While Companion does not explicitly focus on women writers, their prominence as both producers and consumers of popular literature is another clear undercurrent of the collection. One can find an extensive list of novels written by Marie Corelli, for instance, who, though now well-nigh forgotten, was the author of “the first modern English bestselling novels” and who, thanks in large part to the cheap price of her single-volume novels, was read across “all social strata from the low scullery maid to Queen Victoria herself,” according to Julia Kuehn’s entry (57). Or, one might read Tamara S. Wagner’s excellent entry on “Motherhood,” which elucidates the changing understandings of the “medical, legal, emotional, and aesthetic conceptualization of motherhood,” especially as relates to their representation in novels (162). Women were an increasingly powerful demographic throughout the nineteenth century, and Companion underscores the ways in which popular fiction represented the experience of womanhood in the nineteenth century.
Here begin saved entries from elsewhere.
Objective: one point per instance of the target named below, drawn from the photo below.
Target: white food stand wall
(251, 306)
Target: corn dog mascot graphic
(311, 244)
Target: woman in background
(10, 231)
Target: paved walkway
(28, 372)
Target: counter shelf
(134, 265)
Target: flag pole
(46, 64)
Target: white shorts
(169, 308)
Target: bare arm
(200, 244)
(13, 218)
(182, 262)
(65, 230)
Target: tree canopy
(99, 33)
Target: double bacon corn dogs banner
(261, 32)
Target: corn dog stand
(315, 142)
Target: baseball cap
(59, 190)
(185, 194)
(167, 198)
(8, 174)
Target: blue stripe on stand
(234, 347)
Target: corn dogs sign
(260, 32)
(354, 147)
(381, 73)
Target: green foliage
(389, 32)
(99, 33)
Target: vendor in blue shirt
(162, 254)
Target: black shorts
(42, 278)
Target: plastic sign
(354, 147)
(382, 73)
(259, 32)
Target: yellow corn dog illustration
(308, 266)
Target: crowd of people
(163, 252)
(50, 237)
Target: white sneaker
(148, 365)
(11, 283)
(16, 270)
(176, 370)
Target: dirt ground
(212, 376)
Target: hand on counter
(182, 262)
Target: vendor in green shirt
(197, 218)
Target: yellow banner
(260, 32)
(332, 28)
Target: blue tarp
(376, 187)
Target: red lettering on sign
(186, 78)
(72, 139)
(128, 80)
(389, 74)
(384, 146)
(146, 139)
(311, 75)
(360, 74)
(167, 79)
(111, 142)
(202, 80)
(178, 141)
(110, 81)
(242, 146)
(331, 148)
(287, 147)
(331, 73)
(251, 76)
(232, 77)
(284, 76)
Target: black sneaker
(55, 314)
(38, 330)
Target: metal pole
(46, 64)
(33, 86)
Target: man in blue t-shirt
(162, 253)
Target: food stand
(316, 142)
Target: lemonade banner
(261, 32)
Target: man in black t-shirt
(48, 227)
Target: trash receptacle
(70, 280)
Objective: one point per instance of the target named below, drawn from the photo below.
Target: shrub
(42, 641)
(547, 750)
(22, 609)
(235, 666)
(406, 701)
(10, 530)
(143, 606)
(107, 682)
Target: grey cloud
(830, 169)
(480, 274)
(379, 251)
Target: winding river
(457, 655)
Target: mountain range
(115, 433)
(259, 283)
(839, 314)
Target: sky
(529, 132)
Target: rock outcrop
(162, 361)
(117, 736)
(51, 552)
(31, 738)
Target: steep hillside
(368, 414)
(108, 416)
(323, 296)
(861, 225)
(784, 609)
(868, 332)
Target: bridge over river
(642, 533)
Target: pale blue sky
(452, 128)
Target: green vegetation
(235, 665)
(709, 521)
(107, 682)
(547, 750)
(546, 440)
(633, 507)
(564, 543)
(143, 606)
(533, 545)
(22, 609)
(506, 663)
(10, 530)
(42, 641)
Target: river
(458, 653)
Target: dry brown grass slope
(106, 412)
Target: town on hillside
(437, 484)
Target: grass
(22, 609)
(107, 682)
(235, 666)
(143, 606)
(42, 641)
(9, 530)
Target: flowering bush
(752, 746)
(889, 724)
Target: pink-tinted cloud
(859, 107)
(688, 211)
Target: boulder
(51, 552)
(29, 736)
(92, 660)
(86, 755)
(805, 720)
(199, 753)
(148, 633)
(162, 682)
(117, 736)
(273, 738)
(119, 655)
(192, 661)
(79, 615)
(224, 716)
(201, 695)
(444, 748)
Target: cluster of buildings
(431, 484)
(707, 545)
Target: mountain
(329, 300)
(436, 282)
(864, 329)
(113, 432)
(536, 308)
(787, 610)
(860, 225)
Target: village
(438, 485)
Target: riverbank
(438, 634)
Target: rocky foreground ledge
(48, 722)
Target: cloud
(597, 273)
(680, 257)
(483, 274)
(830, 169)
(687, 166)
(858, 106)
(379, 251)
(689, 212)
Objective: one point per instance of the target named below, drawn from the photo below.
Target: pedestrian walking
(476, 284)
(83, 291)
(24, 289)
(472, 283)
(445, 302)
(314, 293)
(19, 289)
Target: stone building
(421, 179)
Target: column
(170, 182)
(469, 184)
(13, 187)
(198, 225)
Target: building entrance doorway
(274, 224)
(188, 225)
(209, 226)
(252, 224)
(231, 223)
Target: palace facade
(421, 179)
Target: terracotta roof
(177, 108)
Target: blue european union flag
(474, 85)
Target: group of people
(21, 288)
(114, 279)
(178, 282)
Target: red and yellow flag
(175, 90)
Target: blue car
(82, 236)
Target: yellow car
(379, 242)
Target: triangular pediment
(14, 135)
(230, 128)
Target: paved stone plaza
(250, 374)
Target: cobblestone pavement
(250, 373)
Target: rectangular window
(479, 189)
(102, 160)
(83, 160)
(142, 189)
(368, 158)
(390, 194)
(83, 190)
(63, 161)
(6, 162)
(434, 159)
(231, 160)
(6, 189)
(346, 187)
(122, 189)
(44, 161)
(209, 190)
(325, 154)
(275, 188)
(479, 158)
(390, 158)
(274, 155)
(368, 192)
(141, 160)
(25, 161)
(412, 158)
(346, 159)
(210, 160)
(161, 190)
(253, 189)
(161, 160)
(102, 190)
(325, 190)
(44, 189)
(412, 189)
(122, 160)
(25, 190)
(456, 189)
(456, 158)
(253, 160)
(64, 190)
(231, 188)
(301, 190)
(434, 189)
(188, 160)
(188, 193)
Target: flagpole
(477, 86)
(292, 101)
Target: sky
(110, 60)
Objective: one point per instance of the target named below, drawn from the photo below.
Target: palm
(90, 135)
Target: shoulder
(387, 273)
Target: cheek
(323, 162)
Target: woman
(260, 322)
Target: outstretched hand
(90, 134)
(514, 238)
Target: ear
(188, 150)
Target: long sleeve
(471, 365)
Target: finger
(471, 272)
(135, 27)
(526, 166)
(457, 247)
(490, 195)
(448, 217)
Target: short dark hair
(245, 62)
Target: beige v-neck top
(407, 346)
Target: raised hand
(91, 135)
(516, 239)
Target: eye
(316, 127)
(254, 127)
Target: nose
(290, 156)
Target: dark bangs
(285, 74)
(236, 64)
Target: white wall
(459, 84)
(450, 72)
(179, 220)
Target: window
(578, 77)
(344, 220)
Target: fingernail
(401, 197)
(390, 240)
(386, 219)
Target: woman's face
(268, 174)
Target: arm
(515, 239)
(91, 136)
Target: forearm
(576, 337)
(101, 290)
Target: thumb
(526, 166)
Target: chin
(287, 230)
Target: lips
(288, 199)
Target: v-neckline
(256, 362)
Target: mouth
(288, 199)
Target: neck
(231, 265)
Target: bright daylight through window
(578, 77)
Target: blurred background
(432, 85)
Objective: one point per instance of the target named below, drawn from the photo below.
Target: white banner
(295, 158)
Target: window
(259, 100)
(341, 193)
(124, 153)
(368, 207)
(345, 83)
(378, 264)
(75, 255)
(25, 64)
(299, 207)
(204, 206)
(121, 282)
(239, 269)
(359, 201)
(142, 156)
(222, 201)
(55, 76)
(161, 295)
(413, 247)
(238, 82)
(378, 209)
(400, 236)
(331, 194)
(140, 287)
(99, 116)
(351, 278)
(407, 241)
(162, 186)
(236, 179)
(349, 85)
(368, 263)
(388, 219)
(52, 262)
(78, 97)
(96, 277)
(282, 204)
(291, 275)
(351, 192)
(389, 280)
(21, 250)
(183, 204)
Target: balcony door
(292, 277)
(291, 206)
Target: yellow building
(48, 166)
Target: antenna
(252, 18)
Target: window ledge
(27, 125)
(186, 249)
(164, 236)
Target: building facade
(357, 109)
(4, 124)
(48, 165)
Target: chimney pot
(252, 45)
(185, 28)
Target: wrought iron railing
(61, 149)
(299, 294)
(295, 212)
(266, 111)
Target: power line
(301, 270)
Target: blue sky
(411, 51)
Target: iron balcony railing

The Companion to Victorian Popular Fiction is a fascinating and user-friendly guide to the fiction that was voraciously consumed by later Victorians; it is a volume that no doubt is valuable to scholars with wide interests, given the wide scope of topics, journals, texts, and writers covered by top scholars in the field. In addition to advanced scholars, perhaps looking for information on neglected authors or on specific trends in popular fiction, Companion is also a useful classroom resource for graduate and undergraduate students alike, especially given the conclusions that can be drawn about life in late-Victorian Britain from the trends that emerge across the text.